Population coding of strategic variables during foraging in freely moving macaques

https://doi.org/10.1038/s41593-024-01575-w

Neda Shahidi, Melissa Franch, Arun Parajuli, Paul Schrater, Anthony Wright, Xaq Pitkow and Valentin Dragoi

3/5/2024

Objectives and context

The study investigates neural representations that support natural foraging decisions in freely moving primates, addressing limitations of prior trial-based and restrained tasks.
Researchers test whether the dorsolateral prefrontal cortex (dlPFC) encodes subjective reward predictors and whether such neural representations can forecast where and when the animal chooses to act.

Study design and methods

Subjects and setting: two macaques were observed in a trial-free foraging setup with two concurrent reward sources (boxes) separated by 120 cm, enabling natural locomotion and decisions.
Behavioral task: rewards became available at exponentially distributed times after a prior reward, with hidden schedules from 10, 15, 25, or 30 s blocks. A button press delivered the reward; availability persisted until pressed. The design induced continuous decision-making about when to press and where to press.
Neural recordings: a chronic Utah array in dlPFC (area 46) captured population activity during free movement, with wireless transmission for continuous recording.
Data scale: monkeys G (11 sessions) and T (19 sessions) contributed 1,323 single/multi-unit neurons; 8,862 presses were analyzed across 30 sessions.
Predictors and analyses: reward predictors included waiting time since last press and a reward ratio (current box vs. total scheduled rate). The study examined how these predictors correlated with next rewards and choices, using Pearson correlations and ROC/AUC metrics.
Decoding and latent structure: pre-press neuronal activity (1 s window) was decoded to estimate waiting time and reward ratio. Canonical correlation analysis (CCA) linked task variables (via basis functions) to neural population activity, identifying low-dimensional neural components that track reward predictors, choices, and waiting times.

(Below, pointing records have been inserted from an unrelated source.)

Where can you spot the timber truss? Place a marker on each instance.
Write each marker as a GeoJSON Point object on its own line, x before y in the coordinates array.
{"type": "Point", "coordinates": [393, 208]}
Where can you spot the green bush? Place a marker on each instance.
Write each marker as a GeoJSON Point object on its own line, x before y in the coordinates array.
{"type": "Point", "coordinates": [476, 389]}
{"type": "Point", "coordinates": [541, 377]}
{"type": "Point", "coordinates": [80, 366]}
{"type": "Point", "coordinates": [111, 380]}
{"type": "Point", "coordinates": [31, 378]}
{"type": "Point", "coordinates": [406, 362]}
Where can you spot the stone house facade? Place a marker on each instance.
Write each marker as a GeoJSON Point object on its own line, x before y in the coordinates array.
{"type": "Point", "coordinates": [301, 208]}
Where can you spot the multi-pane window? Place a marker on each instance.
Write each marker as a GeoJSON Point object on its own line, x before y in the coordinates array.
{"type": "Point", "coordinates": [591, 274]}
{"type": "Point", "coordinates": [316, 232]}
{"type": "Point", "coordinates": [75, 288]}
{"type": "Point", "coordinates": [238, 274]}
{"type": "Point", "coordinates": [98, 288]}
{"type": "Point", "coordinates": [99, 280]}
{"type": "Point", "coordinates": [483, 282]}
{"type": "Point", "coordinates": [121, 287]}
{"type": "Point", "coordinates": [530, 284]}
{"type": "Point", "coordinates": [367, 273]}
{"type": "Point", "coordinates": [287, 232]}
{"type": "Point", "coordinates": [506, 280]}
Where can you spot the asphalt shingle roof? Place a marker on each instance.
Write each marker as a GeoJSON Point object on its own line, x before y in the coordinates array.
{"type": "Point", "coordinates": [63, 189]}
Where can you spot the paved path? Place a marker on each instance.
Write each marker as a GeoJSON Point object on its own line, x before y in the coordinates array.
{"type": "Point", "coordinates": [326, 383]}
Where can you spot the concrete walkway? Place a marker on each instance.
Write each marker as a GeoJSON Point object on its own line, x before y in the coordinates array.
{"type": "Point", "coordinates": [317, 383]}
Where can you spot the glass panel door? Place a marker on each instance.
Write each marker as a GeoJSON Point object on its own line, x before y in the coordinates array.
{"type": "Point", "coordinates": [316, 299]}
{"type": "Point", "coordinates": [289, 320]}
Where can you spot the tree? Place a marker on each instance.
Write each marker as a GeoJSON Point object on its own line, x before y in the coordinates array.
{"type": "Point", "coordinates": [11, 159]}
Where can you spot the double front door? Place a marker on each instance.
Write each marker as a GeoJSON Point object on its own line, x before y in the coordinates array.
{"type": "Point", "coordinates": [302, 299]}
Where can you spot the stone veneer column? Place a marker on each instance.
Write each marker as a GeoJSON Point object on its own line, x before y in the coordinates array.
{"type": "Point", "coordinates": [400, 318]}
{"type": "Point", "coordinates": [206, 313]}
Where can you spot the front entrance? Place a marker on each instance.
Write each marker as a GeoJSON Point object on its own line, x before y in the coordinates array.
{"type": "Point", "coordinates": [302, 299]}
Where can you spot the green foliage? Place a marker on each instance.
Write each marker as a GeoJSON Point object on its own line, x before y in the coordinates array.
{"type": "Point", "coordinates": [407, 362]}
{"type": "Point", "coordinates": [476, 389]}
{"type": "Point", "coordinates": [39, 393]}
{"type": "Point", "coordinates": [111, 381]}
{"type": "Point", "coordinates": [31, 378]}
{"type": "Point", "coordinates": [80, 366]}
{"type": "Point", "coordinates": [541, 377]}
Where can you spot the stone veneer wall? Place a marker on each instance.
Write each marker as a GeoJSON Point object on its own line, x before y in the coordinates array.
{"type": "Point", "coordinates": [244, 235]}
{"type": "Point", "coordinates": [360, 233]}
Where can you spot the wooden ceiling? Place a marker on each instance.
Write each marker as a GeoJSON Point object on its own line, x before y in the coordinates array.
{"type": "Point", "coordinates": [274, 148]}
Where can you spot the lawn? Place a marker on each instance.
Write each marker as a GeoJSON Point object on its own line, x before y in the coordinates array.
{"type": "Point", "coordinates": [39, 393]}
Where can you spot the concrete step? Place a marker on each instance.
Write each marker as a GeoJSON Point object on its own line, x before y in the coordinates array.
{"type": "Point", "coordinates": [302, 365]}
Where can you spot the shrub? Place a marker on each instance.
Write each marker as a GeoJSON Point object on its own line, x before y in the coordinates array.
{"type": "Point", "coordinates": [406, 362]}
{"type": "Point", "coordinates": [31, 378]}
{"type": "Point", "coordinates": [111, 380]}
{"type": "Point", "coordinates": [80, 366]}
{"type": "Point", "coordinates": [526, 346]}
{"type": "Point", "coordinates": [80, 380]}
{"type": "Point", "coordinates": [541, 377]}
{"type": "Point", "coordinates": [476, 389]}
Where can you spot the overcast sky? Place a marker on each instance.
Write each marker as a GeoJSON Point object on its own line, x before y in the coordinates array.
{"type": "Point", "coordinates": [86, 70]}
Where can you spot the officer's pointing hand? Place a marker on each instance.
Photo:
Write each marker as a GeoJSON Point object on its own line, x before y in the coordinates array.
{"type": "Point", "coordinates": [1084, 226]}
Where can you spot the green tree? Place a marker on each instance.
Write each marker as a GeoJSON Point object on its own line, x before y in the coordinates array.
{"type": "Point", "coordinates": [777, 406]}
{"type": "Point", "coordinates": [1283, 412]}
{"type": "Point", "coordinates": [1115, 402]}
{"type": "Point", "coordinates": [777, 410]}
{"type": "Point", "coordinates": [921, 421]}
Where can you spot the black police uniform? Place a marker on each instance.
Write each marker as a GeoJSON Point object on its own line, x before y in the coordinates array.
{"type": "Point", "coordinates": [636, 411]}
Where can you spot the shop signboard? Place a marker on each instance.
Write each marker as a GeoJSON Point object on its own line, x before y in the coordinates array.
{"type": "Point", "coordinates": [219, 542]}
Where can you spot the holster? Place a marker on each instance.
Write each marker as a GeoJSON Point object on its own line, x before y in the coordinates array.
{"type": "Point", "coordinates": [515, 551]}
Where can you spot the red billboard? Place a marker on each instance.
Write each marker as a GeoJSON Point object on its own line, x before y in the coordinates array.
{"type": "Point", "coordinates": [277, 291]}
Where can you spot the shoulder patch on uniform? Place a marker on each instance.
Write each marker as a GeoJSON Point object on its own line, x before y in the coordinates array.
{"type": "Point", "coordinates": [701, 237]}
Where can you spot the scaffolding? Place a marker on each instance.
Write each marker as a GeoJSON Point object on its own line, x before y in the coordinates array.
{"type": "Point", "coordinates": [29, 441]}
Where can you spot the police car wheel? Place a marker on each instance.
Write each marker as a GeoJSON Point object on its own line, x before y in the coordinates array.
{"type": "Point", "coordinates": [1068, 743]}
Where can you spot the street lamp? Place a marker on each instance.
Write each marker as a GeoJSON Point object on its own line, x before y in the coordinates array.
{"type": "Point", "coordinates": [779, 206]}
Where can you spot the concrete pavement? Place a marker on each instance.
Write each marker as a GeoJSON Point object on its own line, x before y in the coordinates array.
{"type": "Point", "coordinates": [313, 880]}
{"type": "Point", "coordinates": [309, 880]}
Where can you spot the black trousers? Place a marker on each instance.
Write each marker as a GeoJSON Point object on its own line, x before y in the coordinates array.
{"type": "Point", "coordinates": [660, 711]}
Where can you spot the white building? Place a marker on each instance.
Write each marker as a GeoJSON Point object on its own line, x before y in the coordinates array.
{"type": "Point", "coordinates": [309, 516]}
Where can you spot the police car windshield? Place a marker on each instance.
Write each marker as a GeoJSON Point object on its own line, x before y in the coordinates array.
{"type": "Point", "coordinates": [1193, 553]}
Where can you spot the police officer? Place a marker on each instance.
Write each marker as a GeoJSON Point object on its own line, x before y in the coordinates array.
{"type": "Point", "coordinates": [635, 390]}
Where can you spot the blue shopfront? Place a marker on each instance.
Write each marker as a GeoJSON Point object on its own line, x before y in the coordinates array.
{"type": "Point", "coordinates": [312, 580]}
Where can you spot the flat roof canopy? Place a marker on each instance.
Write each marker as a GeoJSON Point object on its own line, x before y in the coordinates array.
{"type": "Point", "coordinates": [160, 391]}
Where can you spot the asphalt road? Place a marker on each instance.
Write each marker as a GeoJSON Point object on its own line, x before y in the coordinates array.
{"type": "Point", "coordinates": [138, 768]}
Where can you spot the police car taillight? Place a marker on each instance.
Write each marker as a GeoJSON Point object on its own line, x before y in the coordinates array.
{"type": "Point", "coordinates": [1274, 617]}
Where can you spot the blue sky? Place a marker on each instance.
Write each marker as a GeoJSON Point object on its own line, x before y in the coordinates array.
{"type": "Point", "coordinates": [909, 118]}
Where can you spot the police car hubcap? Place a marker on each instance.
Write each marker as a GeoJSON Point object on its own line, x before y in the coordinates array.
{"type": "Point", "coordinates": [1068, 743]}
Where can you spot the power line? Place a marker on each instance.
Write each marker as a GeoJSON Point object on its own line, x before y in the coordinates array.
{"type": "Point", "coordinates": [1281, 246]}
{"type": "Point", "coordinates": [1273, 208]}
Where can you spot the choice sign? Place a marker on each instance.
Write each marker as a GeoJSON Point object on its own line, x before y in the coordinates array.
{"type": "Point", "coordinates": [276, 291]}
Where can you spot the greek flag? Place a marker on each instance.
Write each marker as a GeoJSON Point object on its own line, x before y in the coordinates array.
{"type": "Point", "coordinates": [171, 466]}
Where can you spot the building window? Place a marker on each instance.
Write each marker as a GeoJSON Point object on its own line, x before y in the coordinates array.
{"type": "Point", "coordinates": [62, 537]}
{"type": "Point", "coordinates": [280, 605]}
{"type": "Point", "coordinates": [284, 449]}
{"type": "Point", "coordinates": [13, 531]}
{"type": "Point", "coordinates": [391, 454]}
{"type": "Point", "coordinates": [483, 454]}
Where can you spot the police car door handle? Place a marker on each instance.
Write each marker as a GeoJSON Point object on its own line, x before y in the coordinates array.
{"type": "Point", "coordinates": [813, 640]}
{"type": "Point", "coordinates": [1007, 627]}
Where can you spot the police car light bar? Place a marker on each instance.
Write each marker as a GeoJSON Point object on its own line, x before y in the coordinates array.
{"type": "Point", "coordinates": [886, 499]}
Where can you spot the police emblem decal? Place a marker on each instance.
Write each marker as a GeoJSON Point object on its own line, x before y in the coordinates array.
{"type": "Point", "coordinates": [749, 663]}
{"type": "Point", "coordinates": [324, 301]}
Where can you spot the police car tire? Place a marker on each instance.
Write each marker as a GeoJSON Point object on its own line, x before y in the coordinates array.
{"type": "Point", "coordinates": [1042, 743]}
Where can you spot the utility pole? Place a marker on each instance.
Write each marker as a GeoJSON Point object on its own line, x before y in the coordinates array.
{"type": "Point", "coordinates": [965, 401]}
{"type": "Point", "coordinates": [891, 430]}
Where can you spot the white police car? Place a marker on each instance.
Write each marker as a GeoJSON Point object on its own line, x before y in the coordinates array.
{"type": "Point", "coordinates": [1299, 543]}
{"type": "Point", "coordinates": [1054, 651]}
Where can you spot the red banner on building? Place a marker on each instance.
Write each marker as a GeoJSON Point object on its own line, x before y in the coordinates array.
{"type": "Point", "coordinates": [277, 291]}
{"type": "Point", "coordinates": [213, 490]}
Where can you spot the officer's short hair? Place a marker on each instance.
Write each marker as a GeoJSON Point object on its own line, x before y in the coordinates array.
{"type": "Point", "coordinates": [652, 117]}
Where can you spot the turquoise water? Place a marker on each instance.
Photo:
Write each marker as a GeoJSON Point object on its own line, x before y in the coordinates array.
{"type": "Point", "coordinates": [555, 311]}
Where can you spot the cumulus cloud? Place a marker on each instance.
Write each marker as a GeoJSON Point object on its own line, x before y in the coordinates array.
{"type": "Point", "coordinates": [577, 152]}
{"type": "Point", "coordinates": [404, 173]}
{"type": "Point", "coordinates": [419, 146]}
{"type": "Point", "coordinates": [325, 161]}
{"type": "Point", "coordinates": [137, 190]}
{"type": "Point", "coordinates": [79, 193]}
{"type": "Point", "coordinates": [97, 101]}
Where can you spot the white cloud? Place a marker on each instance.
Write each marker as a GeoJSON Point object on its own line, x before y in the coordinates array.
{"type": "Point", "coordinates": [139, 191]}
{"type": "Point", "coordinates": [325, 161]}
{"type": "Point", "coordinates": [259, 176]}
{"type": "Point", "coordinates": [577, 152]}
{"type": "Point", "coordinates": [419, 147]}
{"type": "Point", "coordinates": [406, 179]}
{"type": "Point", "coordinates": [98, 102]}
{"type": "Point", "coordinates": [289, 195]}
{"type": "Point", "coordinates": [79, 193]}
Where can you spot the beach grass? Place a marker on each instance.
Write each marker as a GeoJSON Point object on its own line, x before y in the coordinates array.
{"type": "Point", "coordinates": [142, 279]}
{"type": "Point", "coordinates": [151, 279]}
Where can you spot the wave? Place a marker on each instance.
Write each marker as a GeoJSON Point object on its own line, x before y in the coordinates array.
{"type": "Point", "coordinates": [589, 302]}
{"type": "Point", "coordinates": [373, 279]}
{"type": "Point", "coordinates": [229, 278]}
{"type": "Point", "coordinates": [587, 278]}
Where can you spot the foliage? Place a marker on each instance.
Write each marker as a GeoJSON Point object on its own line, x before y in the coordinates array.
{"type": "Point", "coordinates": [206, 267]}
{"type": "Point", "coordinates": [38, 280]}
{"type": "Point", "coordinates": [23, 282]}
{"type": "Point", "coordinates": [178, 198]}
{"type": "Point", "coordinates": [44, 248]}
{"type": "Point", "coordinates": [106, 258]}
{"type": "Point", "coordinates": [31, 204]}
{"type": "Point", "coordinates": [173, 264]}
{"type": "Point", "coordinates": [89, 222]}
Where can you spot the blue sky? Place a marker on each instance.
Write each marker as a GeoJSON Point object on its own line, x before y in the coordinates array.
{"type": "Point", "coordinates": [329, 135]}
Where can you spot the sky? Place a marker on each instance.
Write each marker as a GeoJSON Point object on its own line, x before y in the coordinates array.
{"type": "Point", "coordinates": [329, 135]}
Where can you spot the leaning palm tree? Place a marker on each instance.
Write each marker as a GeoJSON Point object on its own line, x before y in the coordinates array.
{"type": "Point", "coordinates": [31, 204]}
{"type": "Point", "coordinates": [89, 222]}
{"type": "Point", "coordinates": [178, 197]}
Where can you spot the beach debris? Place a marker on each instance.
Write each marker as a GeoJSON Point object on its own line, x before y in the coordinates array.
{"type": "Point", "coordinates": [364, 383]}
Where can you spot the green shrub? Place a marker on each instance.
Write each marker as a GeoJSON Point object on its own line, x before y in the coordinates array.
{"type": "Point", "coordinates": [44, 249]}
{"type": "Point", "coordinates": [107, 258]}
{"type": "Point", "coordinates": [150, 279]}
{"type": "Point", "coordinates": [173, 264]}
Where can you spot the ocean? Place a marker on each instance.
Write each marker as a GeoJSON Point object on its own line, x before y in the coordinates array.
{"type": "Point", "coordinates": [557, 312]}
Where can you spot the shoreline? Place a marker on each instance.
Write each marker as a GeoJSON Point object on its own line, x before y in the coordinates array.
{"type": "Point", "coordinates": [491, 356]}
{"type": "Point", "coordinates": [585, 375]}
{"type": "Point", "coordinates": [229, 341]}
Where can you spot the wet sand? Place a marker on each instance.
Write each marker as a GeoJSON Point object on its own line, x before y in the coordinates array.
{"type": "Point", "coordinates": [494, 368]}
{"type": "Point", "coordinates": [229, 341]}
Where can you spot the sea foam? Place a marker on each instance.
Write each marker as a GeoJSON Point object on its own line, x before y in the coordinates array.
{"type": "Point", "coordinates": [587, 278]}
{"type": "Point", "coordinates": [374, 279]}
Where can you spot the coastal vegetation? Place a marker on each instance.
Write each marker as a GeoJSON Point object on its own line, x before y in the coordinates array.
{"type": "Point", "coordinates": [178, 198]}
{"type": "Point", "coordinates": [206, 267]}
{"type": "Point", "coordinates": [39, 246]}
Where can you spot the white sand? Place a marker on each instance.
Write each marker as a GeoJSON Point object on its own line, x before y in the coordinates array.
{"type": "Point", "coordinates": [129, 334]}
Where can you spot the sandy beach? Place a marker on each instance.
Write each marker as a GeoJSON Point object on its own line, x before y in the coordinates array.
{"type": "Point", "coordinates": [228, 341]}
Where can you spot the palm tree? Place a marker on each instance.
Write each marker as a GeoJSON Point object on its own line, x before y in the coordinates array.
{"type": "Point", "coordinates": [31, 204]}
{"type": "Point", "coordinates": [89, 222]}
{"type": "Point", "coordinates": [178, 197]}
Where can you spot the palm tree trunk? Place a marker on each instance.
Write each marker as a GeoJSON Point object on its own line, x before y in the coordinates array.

Key findings and arguments

Behavioral sensitivity to reward dynamics: animals adjusted waiting times and switching behavior based on deviations from predicted reward outcomes, evidencing subjective reward expectations beyond simple reward history.
Neural encoding of reward predictors: a substantial fraction of dlPFC neurons showed pre-press activity covarying with waiting time and reward ratio; decoding showed that waiting time and reward ratio could be predicted from neural activity above chance.
Population-level representations: CCA revealed latent neural components that align with task predictors (waiting time, reward ratio) and outcomes (reward, stay/switch). These components provided a compressed, interpretable neural scaffold for reward dynamics.
Predictive power of latent representations: projecting neural activity onto the reward-predictor components predicted the animal’s next choice and waiting time as well as, or better than, the full neural population or raw task variables. This held across sessions and animals, indicating informative latent structure in dlPFC related to subjective reward dynamics.

Ethical and policy considerations

The study employs an unrestrained, trial-free paradigm with wireless neural recording, addressing welfare concerns by reducing confinement-related distortions in movement and perception. While not detailed in the abstract, such designs implicate animal welfare oversight (IACUC-equivalent in practice) and raise considerations for minimizing distress while maximizing ecological validity.
There are no human participants or human data in this work; policy implications primarily concern animal research practices, data sharing, and methodological standards for naturalistic neuroscience.

Limitations

Generalizability to other reward dynamics remains uncertain; the stochastic, time-based schedule may not capture non-Markovian or press-rate–driven reward structures.
The study analyzes two subjects; while rich, broader replication would strengthen cross-subject generalizability.
While movement confounds were mitigated, residual non-task-related variance could influence some neural signals.

Implications for policy and practice

Demonstrates the utility of naturalistic, freely moving paradigms for neural computation studies, informing future research design and ethical considerations in neuroscience.
Highlights the value of targeted dimensionality reduction (latent neural components) to interpret complex brain–behavior relationships, with potential cross-disciplinary applications in AI and decision theory.